The actual TBO scenario, though, is a reasonable example of why, even if everything else went right for Germany, they couldn't possibly beat the US.
Admiral Canaris
September 26th, 2008, 07:59 AM
Well, except that the scenario's not all that believable, of course. Just the entire premise, if the Germans conquered Britain and Japan didn't attack the US, why the hell are they even in the war? Why the hell do they send millions of troops to die in a freezing Russian hell to prop up a regime that was almost as hated as Hitler's own? I can see that they might build up B-36s to defend themselves, but just how did FDR get a US declaration of war through Congress?
Strategos' Risk
September 26th, 2008, 09:46 AM
This is like asking if anyone's stupid enough to use Project Koschei.
alt_historian
September 26th, 2008, 02:13 PM
It contunes into the future as well; Stuart Slade has a full timeline at his forum.

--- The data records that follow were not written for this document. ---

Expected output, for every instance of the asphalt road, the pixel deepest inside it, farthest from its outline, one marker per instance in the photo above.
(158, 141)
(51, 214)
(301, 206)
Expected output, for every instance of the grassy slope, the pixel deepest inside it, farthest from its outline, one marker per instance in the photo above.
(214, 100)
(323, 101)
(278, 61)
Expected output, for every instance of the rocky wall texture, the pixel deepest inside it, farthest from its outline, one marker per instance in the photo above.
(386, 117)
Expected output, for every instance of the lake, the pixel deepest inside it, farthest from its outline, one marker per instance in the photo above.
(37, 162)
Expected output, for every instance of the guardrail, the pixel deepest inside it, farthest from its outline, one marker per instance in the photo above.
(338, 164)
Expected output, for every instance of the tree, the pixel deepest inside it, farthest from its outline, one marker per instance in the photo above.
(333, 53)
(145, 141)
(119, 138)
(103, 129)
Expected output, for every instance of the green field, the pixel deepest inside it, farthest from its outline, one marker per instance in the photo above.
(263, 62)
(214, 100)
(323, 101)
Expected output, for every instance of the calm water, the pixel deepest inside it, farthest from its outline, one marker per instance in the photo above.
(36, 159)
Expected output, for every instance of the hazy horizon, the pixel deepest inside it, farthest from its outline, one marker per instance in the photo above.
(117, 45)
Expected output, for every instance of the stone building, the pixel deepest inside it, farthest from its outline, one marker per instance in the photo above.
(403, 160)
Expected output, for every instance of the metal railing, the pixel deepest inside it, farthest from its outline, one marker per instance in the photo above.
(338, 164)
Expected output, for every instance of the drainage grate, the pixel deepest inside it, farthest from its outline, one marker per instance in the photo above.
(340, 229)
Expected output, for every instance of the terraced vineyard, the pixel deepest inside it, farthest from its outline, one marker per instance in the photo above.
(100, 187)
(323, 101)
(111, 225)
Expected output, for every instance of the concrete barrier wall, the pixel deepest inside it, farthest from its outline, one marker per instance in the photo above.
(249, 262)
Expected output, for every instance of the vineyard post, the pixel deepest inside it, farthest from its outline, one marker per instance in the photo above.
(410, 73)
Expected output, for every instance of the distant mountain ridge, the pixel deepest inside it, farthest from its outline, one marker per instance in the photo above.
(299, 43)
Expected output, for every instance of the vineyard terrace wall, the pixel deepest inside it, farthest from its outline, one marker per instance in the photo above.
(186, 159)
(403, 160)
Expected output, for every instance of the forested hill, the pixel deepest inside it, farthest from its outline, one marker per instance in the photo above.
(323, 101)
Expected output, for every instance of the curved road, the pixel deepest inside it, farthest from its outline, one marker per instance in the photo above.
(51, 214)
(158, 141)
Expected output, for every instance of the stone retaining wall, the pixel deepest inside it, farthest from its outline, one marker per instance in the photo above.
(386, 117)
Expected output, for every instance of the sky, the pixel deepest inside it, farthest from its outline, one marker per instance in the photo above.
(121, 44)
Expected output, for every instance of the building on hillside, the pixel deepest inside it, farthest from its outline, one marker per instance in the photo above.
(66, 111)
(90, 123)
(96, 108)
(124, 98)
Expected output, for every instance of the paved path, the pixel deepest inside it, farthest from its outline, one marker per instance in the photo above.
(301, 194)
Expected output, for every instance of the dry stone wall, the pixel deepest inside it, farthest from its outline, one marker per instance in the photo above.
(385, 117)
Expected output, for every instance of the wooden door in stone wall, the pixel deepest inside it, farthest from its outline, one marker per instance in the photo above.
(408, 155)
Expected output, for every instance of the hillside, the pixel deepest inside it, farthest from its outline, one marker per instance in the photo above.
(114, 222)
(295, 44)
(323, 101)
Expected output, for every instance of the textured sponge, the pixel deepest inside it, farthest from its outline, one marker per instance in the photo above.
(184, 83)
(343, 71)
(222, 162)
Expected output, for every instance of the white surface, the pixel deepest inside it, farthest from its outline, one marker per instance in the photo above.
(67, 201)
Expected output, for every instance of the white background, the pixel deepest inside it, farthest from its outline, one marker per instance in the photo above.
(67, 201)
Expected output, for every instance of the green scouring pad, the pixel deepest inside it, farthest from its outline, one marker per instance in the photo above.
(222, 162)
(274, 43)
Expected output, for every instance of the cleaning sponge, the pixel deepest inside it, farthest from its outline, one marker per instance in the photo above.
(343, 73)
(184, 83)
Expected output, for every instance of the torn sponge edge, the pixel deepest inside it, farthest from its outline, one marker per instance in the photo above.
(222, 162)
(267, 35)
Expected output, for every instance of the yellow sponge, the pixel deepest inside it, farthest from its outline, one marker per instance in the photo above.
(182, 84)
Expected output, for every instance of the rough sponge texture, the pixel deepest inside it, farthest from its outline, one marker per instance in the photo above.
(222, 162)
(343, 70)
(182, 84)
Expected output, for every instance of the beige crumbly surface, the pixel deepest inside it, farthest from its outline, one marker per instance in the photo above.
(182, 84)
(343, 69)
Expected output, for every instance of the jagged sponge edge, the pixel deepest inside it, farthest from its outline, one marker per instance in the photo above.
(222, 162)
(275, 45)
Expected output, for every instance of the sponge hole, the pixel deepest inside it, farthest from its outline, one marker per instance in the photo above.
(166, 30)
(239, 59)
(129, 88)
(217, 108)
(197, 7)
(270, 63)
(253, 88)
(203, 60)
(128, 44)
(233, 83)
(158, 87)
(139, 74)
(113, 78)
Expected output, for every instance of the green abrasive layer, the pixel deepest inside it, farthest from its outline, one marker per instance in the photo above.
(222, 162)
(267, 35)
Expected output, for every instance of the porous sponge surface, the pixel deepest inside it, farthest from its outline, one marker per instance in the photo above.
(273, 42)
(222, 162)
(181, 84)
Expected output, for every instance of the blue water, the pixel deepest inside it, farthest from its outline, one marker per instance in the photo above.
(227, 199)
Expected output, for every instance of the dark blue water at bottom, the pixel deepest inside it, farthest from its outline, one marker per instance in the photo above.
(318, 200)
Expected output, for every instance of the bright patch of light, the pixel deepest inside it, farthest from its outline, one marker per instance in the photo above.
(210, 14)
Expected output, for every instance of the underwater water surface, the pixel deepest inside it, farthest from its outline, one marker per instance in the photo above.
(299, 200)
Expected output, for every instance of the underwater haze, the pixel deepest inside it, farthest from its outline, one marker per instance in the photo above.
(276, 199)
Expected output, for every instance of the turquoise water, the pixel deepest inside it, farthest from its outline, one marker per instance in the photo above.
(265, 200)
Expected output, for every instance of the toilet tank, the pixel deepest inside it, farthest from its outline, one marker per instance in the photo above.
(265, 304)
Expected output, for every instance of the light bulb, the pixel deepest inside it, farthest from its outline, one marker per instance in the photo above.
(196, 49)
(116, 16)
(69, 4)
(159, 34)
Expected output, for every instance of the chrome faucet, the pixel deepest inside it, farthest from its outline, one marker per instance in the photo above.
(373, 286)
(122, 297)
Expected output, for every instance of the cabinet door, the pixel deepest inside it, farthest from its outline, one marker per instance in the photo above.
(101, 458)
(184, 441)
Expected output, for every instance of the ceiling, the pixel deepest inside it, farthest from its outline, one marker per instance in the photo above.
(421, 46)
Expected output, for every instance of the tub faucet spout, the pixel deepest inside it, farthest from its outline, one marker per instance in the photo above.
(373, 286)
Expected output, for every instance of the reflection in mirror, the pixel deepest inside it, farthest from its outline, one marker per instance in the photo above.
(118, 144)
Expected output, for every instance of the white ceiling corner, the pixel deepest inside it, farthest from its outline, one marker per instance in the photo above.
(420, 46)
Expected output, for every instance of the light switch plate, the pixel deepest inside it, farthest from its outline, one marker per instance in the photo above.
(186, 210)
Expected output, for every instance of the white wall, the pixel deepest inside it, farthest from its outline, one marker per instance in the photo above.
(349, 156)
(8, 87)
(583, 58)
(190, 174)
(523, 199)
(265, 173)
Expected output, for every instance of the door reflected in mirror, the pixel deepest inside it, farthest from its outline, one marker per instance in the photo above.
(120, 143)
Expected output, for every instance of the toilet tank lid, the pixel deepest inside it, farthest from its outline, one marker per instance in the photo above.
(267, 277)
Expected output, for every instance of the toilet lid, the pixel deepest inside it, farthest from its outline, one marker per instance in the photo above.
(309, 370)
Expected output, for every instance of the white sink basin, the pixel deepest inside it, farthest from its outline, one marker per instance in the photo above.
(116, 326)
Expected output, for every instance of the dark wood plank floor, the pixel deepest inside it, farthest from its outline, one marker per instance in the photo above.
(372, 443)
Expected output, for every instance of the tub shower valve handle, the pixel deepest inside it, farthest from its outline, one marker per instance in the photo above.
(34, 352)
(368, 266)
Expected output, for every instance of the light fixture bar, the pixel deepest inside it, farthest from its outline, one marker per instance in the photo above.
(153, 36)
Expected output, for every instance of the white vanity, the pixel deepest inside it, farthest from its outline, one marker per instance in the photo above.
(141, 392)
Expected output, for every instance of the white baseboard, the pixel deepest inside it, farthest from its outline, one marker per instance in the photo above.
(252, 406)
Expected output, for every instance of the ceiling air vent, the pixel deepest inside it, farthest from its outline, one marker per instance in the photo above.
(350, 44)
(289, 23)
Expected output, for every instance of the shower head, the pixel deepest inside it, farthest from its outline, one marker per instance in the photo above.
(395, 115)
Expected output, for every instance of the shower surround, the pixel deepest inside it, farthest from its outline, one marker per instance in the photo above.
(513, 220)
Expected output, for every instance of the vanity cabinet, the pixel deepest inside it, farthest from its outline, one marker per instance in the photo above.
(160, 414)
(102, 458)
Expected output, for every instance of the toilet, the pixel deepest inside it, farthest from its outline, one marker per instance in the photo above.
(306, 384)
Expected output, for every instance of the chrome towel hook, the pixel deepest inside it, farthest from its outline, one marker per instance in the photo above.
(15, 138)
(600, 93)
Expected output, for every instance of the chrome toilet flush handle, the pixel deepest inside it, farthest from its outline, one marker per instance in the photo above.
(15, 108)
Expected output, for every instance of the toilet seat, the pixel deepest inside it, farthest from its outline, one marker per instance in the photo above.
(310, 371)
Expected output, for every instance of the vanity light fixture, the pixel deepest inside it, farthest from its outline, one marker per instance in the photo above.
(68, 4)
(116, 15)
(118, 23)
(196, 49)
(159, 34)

The forum appears to be at http://historypoliticsandcurrentaffairs68862.yuku.com/forums/77/t/TBO-History-Factfiles-and-Artwork.html with the timeline at http://historypoliticsandcurrentaffairs68862.yuku.com/topic/4522/t/The-Big-One-Timeline.html.
Ah, thianks...
I started reading the TL, it seems like a quite interesting if unextraordinary alt-WW2, with bomber wank thrown in, then it starts to get a bit more unbelievable what with the same presidents coming up, and so on
Then wow, there's a thirty year gap between 201x and 2040, and finally this Loki character appears out of nowhere. Having never been mentioned before
Then I start looking around and see Demons. Loki is a demon. WTF?